A redação da Constituição de 1969 foi mantida no texto constitucional de 1988 (artigo 84, XII). Diante da manutenção dos textos aplicáveis ao indulto, a interpretação se mantém. Diz a Constituição que o indulto poderá ser concedido pelo Presidente (ou autoridades que obtiverem sua delegação, nos termos do parágrafo único do artigo 84), com audiência, se necessário, dos órgãos instituídos em lei.

A expressão "se necessário", torna o dispositivo uma norma de eficácia contida, ou seja, autoriza o legislador infraconstitucional a regulamentar e, eventualmente, restringir o alcance da competência atribuída ao presidente da República.

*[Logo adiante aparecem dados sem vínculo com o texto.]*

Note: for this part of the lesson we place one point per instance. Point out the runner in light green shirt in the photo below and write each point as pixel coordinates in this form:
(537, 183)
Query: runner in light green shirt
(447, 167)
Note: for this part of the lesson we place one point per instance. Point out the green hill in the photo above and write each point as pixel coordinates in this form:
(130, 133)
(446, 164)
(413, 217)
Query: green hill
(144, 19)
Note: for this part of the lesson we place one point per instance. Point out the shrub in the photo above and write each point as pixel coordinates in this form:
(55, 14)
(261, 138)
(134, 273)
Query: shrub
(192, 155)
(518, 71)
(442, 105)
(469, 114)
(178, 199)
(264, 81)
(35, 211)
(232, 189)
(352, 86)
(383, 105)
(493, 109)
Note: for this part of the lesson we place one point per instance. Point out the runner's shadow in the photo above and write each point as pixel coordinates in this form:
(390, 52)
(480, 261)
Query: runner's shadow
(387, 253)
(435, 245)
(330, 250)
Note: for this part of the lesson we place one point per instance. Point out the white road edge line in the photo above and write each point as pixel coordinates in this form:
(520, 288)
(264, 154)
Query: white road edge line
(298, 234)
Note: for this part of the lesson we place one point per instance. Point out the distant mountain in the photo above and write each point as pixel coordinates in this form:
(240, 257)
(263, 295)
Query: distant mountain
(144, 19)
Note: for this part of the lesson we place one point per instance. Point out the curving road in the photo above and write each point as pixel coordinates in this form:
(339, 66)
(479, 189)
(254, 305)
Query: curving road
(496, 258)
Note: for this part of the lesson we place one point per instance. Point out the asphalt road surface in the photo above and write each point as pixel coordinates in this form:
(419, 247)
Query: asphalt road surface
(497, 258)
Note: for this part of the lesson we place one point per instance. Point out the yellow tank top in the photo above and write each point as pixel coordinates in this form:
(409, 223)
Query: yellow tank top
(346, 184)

Portanto, o referido termo faz uma remissão obrigatória à legislação infraconstitucional e só poderia ser interpretada como compatível com uma avaliação discricionária do presidente da República se a lei não dispusesse de forma contrária. Ocorre que a LEP, posterior à Constituição de 1969, estabelece que a audiência dos órgãos instituídos em lei, em especial o Conselho Penitenciário e a direção do estabelecimento prisional, é obrigatória para o indulto individual.

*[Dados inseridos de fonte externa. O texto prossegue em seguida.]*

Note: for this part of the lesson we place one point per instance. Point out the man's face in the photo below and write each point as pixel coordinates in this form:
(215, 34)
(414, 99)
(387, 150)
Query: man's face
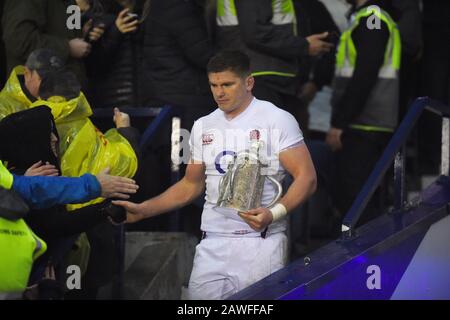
(32, 82)
(230, 91)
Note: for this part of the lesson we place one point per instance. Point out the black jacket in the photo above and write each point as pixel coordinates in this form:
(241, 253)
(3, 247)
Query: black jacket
(313, 18)
(371, 46)
(176, 50)
(113, 68)
(32, 24)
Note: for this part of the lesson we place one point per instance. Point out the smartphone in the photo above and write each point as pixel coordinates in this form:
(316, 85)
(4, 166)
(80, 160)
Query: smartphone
(133, 15)
(333, 37)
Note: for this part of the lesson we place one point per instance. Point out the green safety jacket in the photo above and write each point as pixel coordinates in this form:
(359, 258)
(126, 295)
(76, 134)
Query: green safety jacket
(380, 113)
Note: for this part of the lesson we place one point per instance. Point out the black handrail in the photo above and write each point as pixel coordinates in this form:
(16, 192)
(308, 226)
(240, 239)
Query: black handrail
(395, 149)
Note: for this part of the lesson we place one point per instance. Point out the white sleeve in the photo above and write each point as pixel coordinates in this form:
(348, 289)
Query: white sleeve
(290, 133)
(195, 142)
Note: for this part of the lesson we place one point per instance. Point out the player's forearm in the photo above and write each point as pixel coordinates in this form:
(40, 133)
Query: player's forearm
(177, 196)
(303, 186)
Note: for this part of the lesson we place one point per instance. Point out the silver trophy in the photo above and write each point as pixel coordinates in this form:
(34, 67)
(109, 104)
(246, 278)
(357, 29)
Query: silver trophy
(241, 188)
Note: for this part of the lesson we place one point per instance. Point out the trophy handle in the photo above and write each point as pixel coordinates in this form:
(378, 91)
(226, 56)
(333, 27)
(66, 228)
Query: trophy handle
(280, 191)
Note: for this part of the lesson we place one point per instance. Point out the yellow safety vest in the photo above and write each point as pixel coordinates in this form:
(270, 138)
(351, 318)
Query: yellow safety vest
(381, 110)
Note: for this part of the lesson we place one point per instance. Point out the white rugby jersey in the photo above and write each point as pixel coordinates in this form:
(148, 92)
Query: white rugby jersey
(215, 140)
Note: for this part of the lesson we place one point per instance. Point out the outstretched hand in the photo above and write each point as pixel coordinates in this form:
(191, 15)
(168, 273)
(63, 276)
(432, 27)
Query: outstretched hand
(133, 210)
(40, 169)
(121, 119)
(116, 187)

Inexiste na LEP, portanto, previsão de indulto espontâneo. O presidente da República sequer tem a iniciativa para apresentar o pedido, sendo o termo autoridade administrativa reservado a quem detém a competência para administrar o estabelecimento prisional de execução da pena. É, portanto, a autoridade que administra o estabelecimento.

Alguns caminhos processuais podem ser utilizados para questionar o decreto. Qualquer um dos legitimados ativos universais[2] pode se utilizar da Arguição de Descumprimento de Preceito Fundamental (ADPF), para pedir a declaração de não recepção da norma inconstitucional, haja visto que o artigo 734 in fine do Código de Processo Penal foi revogado pela Constituição de 1946.

Repise-se que o artigo 734 in fine do CPC já não era válido quando da alteração promovida pela Constituição de 1969, especialmente quando da edição da Lei de Execução Penal, que regulamentou de maneira diversa o instituto do indulto, não prevendo a concessão espontânea.

Como visto na ementa supracitada, o controle de constitucionalidade de normas pré-constitucionais já suscitou grande debate no Brasil e no exterior, como explicam Meireles, Wald e Mendes.[3]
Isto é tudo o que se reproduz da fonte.